Punch
- Founded: 2013
- Country of origin: US
- Owners: Random House LLC (2013); Penguin Random House LLC (2013–2021); Vox Media Inc. (2021–2026); PMX Global, LLC (since 2026);
- Founders: Talia Baiocchi Aaron Wehner
- Editors: Talia Baiocchi (editor-in-chief) Chloe Frechette (deputy editor) Jess Mayhugh (managing editor)
- Website: https://www.punchdrink.com

= Punch (website) =

Media website covering drinking culture

Punch is an online media website covering drinks, drinking culture, and nightlife. The website was founded by Talia Baiocchi and Aaron Wehner in 2013. The site has been recognized six times by the James Beard Foundation Awards.

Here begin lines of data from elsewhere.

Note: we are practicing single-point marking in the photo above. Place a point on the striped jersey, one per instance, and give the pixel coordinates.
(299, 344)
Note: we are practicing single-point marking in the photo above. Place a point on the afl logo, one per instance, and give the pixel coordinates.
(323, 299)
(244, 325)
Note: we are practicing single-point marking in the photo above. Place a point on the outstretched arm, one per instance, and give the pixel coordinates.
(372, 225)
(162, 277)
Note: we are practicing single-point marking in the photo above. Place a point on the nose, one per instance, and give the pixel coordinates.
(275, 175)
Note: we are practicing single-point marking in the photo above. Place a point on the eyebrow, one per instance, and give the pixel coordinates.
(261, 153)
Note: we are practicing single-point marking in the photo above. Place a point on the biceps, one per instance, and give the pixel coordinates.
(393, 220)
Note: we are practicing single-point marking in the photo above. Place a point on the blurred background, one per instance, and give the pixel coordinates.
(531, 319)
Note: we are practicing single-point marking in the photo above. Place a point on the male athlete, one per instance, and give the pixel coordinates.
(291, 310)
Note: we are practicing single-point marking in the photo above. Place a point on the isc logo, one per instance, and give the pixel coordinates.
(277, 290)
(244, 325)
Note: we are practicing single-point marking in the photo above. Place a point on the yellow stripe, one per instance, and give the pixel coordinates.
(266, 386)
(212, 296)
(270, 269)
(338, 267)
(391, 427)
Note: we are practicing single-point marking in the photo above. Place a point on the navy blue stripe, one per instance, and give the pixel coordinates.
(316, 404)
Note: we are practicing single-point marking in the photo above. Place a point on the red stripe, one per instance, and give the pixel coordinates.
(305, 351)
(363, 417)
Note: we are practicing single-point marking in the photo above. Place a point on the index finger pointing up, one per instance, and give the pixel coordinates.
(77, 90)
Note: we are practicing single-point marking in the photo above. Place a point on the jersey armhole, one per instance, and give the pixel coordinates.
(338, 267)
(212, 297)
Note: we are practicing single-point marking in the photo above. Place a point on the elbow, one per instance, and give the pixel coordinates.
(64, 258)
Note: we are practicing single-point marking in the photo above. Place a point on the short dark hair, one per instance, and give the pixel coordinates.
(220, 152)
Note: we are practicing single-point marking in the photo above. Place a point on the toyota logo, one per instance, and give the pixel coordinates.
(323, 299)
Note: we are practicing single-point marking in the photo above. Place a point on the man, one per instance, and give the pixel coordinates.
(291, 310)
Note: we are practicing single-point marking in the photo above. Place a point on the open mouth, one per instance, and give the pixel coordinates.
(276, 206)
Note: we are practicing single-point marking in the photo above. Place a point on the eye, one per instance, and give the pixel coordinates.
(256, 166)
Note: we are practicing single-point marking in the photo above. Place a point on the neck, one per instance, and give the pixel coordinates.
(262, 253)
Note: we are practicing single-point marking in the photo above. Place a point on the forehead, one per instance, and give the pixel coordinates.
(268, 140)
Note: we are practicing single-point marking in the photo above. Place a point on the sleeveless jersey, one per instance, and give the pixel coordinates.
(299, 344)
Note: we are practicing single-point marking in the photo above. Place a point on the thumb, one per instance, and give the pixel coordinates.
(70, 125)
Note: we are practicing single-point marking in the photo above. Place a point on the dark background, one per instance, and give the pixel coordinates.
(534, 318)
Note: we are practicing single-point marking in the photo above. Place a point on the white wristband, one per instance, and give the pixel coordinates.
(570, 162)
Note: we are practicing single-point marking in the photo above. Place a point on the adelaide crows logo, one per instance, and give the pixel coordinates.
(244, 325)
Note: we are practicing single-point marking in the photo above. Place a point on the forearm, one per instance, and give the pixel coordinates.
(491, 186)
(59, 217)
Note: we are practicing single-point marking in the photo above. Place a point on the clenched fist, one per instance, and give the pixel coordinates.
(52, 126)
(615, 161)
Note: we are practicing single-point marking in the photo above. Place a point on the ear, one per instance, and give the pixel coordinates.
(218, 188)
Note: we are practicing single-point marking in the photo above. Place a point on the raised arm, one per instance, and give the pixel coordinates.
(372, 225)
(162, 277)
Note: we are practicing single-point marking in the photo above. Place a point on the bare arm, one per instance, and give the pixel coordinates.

Vox Media acquired Punch in 2021 as a companion site to Eater. In 2026, Penske Media Corporation, the largest shareholder of Vox Media, agreed to acquire a number of the company's brands, consolidating its existing publishing portfolio into a new subsidiary, PMX, comprising over 25 titles, thereby strengthening its position as the largest digital media publisher.

== History ==

The drinks and nightlife site Punch is a brand of the digital media company Vox Media. It covers drinking culture and home bartending, offering feature stories and guides alongside a cocktail recipe database with over 2,500 recipes. The property earns revenue via advertising, sometimes displaying content generated by Vox Creative.

Punch was founded in 2013 by current editor-in-chief Talia Baiocchi and Aaron Wehner, with Baiocchi serving as the site’s editor-in-chief. The site was initially focused around wine, spirits, cocktails, and nightlife. In August 2021, Punch was acquired by Vox Media as a companion brand to Eater, expanding coverage to include social videos. In 2023, Punch launched Pre Shift, a newsletter for the hospitality industry, in collaboration with Eater.

== Organization ==
In 2013, Leslie Pariseau joined Punch as the site's founding deputy editor, and later, features editor. In 2023, Jess Mayhugh joined as Punch’s managing editor; and in November 2024, Chloe Frechette was named executive editor. Talia Baiocchi was named the GM of Punch as well as Eater, Thrillist, and PS — Vox Media’s lifestyle editorial brands — in November 2024.

== Reception ==
Punch has been described by The Wall Street Journal as "a hip online magazine devoted to wine and cocktails."

The brand's content has been nominated for six and won three James Beard Foundation Awards.